The centurion-shelled horseshoe crab is one valuable arthropod. Its eggs are vital food for the endangered red knot in the bird’s epic hemispheric migration each year, and an extract of the crab’s blood is critical for tests to ensure medical equipment is kept bacteria-free.

So if you come across one overturned by a mishap or the tide, do it, the birds and yourself a favor. One in every 10 of the spawning crabs are said to die when they turn over on their backs. Just don’t grab it by the tail, that could injure the animal, according to the S.C. Department of Natural Resources.

“Their many legs and sharp tail might look fearsome, but horseshoe crabs are harmless to humans,” department staff said in a Facebook post.

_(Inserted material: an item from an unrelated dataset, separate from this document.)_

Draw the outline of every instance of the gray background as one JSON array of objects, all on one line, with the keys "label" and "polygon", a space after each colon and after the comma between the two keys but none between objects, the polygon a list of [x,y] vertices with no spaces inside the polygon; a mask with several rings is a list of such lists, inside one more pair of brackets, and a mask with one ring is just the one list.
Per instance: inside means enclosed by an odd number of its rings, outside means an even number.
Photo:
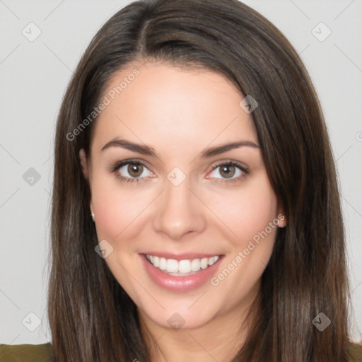
[{"label": "gray background", "polygon": [[[50,339],[46,293],[55,119],[89,41],[129,2],[0,0],[0,343]],[[341,189],[351,333],[361,340],[362,1],[245,3],[289,39],[320,96]]]}]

Thousands of horseshoe crabs at a time are caught each year off Lowcountry beaches and sandbars by licensed harvesters. They are turned over to a local medical research lab to be bled, the returned to the water later that day. The industry is tightly regulated, but not all of the crabs survive.

They are not considered threatened, but are a protected species. The harvest has increased dramatically since the 1980s because the crab is eel and whelk bait as well as medicine. In New England and mid-Atlantic states the populations have plummeted. In South Carolina it appears to be stable because non-medical harvest has been banned.”